Aux yeux de Paul, si Marie a accepté le principe d’une vie communautaire, elle devrait également se plier à ses valeurs morales cardinales : partage, solidarité, agapè. Les désaccords de fond portent sur la vitesse à laquelle se déroulent les travaux de rénovation de la maison et d’aménagement de l’espace de vie de Marie. Vu qu’elle est seule et qu’elle a plus d’argent, sa participation devrait être plus importante et ne souffrir aucune contestation, ce qui n’est pas tout à fait le cas. Ce déséquilibre notable conduit Christine, à l’inverse de Paul, à remettre la SCI au cœur de la discussion. Elle appelle de ses vœux une redistribution du capital de la SCI pour ne pas que les « frottements » se transforment en conflits ouverts, que les disparités et l’iniquité soient trop accusées.

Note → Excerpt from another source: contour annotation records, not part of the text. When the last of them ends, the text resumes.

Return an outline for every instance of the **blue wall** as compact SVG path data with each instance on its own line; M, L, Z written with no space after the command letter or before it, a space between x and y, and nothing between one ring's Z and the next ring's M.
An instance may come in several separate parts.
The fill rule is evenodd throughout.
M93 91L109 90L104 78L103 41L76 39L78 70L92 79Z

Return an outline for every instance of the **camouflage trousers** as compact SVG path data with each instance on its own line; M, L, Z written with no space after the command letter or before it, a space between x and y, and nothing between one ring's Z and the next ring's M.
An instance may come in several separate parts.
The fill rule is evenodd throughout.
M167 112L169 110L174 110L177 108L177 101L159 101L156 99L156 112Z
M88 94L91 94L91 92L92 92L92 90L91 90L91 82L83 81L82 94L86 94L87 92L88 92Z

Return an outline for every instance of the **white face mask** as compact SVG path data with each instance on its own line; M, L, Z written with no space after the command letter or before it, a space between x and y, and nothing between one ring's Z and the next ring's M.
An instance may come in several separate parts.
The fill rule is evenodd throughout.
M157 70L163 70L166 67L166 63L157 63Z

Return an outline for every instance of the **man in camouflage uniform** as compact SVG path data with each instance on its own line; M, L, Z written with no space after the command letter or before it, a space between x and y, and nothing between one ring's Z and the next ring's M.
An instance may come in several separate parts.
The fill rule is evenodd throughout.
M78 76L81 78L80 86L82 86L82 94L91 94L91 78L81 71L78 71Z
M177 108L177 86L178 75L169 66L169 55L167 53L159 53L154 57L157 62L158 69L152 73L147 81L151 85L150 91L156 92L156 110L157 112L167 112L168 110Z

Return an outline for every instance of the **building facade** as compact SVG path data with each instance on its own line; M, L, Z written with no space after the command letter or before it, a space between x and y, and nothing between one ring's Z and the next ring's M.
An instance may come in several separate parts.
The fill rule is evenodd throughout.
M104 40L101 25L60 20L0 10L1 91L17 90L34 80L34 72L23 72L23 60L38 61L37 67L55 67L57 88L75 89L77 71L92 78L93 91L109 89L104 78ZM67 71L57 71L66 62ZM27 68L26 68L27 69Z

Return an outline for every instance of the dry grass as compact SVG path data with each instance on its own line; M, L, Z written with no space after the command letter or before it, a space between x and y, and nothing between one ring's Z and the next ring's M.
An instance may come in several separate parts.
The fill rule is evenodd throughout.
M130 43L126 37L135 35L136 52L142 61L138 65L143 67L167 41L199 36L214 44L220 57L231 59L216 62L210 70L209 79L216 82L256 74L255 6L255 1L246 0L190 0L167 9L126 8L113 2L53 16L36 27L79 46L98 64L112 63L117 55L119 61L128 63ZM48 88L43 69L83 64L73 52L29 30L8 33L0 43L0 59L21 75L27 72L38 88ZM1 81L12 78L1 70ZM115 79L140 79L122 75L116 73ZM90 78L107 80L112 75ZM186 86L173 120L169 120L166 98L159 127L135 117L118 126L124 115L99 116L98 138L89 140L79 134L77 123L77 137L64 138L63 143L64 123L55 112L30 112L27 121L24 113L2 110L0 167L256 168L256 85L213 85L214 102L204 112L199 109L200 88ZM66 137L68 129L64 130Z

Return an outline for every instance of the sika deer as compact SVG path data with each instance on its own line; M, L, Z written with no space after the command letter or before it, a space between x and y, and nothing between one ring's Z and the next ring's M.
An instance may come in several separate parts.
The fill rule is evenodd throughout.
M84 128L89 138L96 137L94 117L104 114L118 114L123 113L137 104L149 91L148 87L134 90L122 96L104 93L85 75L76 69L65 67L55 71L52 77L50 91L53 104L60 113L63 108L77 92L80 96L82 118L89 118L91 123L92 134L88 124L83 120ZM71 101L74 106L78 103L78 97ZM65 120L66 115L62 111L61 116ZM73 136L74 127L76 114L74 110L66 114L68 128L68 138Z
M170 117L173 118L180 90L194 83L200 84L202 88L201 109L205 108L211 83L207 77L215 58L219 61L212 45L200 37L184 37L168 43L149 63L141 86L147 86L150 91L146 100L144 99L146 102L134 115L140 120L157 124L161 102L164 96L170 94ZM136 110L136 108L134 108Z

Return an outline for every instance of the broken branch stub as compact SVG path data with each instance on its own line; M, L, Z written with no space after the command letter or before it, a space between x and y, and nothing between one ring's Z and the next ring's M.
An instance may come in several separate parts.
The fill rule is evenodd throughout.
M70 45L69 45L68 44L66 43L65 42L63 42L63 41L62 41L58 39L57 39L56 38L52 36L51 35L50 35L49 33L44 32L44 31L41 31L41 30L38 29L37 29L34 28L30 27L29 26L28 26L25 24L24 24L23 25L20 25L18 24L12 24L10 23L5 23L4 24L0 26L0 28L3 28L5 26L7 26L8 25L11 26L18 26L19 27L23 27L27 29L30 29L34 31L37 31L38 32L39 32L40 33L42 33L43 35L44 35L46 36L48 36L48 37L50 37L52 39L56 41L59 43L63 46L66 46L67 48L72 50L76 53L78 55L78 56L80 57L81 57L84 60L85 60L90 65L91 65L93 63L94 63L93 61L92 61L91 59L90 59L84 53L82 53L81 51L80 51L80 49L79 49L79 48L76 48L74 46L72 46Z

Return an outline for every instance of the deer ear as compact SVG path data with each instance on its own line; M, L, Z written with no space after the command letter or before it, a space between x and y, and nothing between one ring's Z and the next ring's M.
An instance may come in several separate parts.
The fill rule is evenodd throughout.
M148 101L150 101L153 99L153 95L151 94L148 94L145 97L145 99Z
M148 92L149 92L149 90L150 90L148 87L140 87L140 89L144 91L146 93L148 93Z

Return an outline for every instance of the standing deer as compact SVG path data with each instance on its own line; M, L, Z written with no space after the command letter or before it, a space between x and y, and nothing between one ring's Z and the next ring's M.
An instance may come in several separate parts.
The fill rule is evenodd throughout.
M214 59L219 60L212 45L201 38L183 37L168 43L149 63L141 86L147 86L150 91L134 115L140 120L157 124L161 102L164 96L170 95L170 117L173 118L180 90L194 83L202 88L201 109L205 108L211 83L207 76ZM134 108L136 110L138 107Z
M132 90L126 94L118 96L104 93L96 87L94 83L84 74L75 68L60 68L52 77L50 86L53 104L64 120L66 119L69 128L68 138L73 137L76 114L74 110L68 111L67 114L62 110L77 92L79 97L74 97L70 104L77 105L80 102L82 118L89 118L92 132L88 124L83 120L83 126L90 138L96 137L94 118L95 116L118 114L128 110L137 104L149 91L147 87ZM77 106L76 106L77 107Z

Définir un système de cohabitation d’accord, mais redéfinir aussi la transcription juridique des contributions financières respectives en fonction des besoins et des contraintes de chacun :

‘« […] Alors si vous voulez, sur le papier, on avait fait 100 parts pour la SCI : 33% pour mon frère, 33% pour ma mère et 33% pour nous. Mon frère étant décédé et ma mère héritant, elle va avoir deux tiers des parts. Bon alors le problème va être de savoir si on rémunère… enfin est-ce qu’on demande la participation des gens en fonction de leur nombre de parts ou en fonction du nombre de personnes ? Parce qu’à ce moment-là, c’est très déséquilibré puisqu’on a deux tiers d’un côté et un tiers de l’autre et on a 6/7ème des participants d’un côté et 1/7ème de l’autre. Donc c’est vrai que c’est une cote un peu mal taillée […] »
[Christine, PDP 2]’
Notes
727.

Dans la pratique, les associés ont la liberté, consentie par le droit, de choisir leur méthode d’évaluation. Cf. Le Particulier, op. cit., p. 72. La plus usitée est cependant celle dite de la « valeur mathématique » (actif–passif) divisée par le nombre total de parts. Cette valeur est généralement corrigée en fonction du nombre de parts cédées. « Ainsi, la vente d’une participation minoritaire n’offrant que peu d’intérêt, la valeur des parts sera minorée (de 5 a 20% selon que l’associé détient plus ou moins de parts ». Au contraire, si la participation cédée est importante et confère ainsi un réel pouvoir dans les assemblées, la valeur retenue sera supérieure à la valeur mathématique ». Nous comprenons d’autant mieux la médiation notariale que la vente, par-delà les aspects symboliques sous-jacents, va accroître le pouvoir décisionnel des plus disposés à payer.

728.

Cette représentation de la « mauvaise affaire » a déjà été abordée supra avec le rachat des parts de la bru divorcée par le père de Sandrine.